Another thing to test is that we are generating the proper number of planets. In this population, this is controlled by the eta parameter (also settable in the JSON script), which defaults to 0.1, meaning that we expect one planet per ten stars, on average. As these are generated probabilistically, we will not have an exact occurrence rate of 0.1 in any given simulation, but over many simulations, we should expect to average to this rate. We can explicitly test this by executing the following:

rate = 0
for j in range(100):
    rate += float(len(sim.SimulatedUniverse.plan2star))/sim.TargetList.nStars
    sim.reset_sim()

print(rate/100.0)

The rate should be very nearly 0.1 (with standard Poisson error).

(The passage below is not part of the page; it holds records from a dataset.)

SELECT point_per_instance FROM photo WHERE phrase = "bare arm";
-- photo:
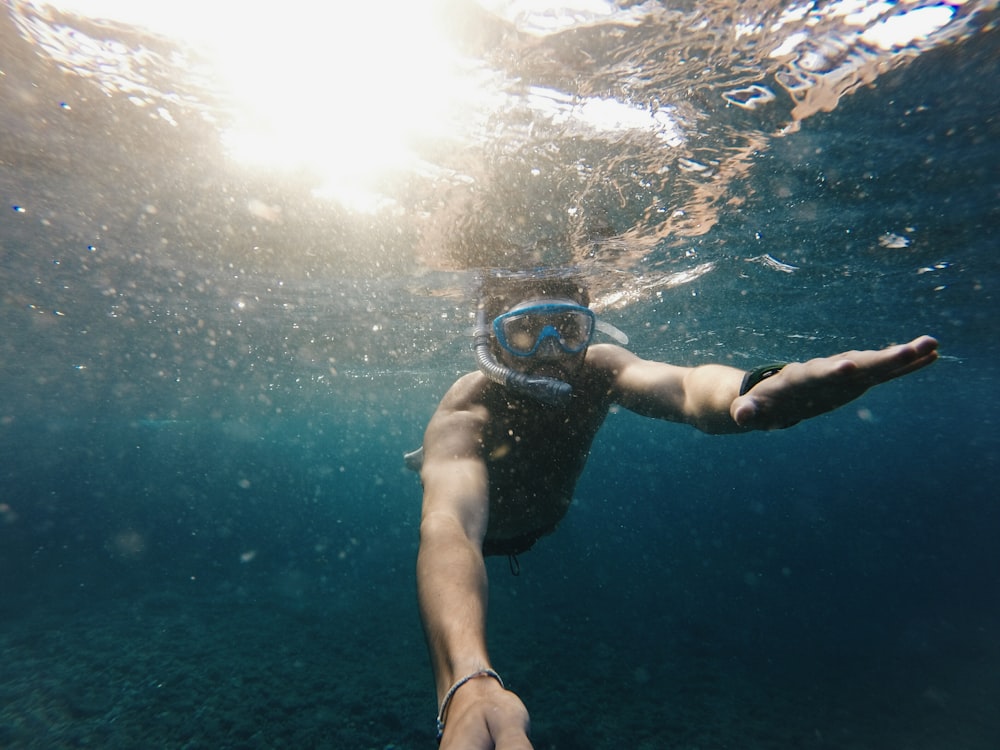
(707, 397)
(452, 584)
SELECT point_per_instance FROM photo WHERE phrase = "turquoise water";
(211, 369)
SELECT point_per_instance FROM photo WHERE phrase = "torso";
(534, 455)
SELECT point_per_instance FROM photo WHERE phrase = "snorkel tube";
(549, 391)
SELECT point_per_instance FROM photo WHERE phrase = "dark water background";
(208, 536)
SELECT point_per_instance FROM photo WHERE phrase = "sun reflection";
(348, 92)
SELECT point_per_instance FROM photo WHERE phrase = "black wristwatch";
(761, 373)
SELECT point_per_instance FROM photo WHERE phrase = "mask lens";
(522, 332)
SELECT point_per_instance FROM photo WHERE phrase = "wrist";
(755, 376)
(446, 702)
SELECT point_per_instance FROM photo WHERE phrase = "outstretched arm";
(452, 588)
(806, 389)
(708, 396)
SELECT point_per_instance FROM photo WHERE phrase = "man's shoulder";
(607, 359)
(465, 394)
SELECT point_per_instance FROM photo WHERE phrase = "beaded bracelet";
(454, 688)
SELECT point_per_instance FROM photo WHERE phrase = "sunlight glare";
(346, 92)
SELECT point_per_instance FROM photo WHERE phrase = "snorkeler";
(503, 451)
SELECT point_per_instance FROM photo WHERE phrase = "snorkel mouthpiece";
(549, 391)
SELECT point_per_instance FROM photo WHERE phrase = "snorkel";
(549, 391)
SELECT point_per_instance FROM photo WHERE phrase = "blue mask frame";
(552, 320)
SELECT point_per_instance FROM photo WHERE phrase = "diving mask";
(523, 331)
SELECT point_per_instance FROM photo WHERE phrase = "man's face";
(545, 336)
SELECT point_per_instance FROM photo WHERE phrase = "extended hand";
(484, 716)
(806, 389)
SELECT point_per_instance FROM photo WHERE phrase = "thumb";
(743, 410)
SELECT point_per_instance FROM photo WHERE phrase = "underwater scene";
(238, 243)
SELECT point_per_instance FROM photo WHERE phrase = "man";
(503, 452)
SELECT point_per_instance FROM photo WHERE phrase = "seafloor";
(227, 669)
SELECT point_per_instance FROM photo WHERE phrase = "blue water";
(207, 535)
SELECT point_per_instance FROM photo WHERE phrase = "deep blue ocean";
(210, 370)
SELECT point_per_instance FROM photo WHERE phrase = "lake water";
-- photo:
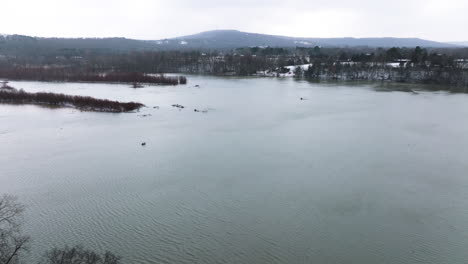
(350, 175)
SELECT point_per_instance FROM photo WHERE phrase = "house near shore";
(5, 86)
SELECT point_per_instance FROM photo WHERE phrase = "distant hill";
(228, 39)
(460, 43)
(18, 45)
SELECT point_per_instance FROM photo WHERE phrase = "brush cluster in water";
(86, 103)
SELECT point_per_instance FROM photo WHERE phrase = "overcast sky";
(155, 19)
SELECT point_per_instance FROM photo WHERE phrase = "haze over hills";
(209, 40)
(228, 39)
(460, 43)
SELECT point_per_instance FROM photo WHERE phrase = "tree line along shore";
(73, 74)
(446, 66)
(84, 103)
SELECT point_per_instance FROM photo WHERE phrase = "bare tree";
(12, 242)
(77, 255)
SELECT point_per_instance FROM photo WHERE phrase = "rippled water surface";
(350, 175)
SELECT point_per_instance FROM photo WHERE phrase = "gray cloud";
(154, 19)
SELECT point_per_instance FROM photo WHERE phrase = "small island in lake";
(84, 103)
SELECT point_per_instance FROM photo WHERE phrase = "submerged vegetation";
(14, 245)
(67, 74)
(84, 103)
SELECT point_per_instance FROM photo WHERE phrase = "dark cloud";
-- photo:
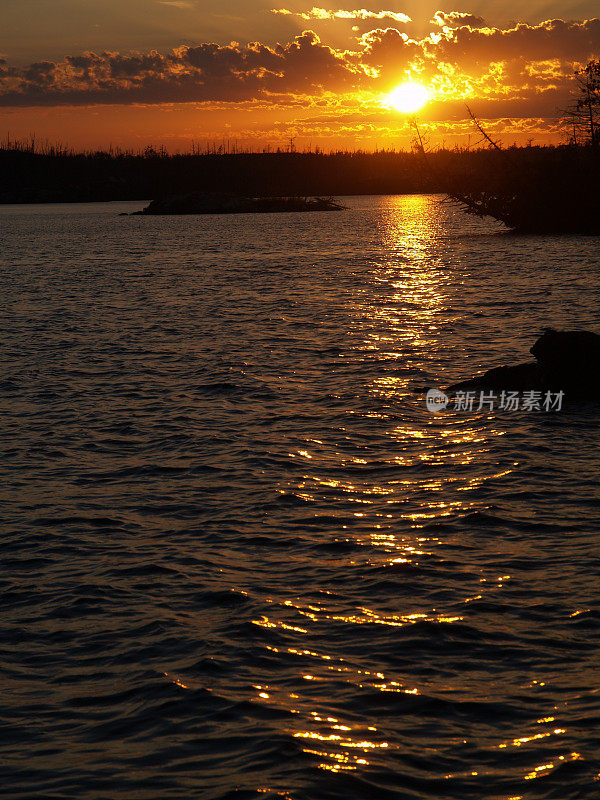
(456, 19)
(205, 72)
(520, 64)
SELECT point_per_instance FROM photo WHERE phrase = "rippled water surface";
(239, 557)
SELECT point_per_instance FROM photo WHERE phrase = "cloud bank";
(521, 71)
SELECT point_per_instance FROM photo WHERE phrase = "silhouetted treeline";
(59, 175)
(534, 190)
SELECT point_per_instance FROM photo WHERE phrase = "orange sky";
(113, 74)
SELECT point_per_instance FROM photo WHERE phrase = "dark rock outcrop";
(566, 361)
(199, 203)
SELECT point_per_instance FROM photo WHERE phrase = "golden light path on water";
(411, 289)
(392, 497)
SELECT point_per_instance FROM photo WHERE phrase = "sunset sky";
(133, 72)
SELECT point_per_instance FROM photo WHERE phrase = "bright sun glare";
(408, 97)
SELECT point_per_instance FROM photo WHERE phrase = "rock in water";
(199, 203)
(566, 361)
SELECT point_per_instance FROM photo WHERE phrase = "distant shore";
(56, 176)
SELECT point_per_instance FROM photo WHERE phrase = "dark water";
(239, 557)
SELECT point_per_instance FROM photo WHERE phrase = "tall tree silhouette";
(584, 112)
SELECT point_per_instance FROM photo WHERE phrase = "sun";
(408, 97)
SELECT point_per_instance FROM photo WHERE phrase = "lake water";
(240, 559)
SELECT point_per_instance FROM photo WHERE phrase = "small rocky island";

At this point, we should have a large number of stars in our target list (verify by printing sim.TargetList.nStars) because the prototype Completeness isn’t calculating the true completeness, and the default instrument settings will result in very low integration times for most stars, meaning that they won’t be filtered out based on your integration time cutoff, encoded in sim.OpticalSystem.intCutoff with a default value of 50 days, and also settable as intCutoff in the JSON script. The filtering works by calculating the minimum necessary integration time (with no zodiacal light contribution) for a planet of sim.OpticalSystem.dMag0 at a working angle of sim.OpticalSystem.WA0 (both of these also settable in the JSON script as dMag0 and WA0, respectively. The default dMag0 is 15 (\(10^{-6}\) contrast), meaning that the vast majority of targets are retained.

Step 3

Now we can describe the actual instrument. We wish to model a 4 meter diameter, unobscured primary. Our coronagraph will have an inner working angle of 100 mas and an outer working angle of 1 arcsecond, with a constant contrast of \(10^{-11}\). We will assume a modest post-processing factor of 0.1 (meaning that we can reduce residual speckle noise by one order of magnitude via post-processing). The JSON script now looks like this:

{
 "modules": {
 "PlanetPopulation": "EarthTwinHabZone2",
 "StarCatalog": "EXOCAT1",
 "OpticalSystem": " ",
 "ZodiacalLight": " ",
 "BackgroundSources": " ",
 "PlanetPhysicalModel": " ",
 "Observatory": " ",
 "TimeKeeping": " ",
 "PostProcessing": " ",
 "Completeness": " ",
 "TargetList": " ",
 "SimulatedUniverse": " ",
 "SurveySimulation": " ",
 "SurveyEnsemble": " "
 },
 "scienceInstruments": [
 { "name": "imager" }
 ],
 "starlightSuppressionSystems": [
 {  "name": "coronagraph",
    "IWA": 0.1,
    "OWA": 1.0,
    "core_contrast": 1.0e-11
 }
 ],
 "erange": [0, 0.3],
 "pupilDiam": 4.0,
 "obscurFac": 0.0,
 "ppFact": 0.1
}

We again build a MissionSim object called sim using the updated script and check that our changes have been applied. Running:

sim.OpticalSystem.starlightSuppressionSystems[0]['core_contrast'](sim.OpticalSystem.starlightSuppressionSystems[0]['lam'],sim.OpticalSystem.starlightSuppressionSystems[0]['IWA'])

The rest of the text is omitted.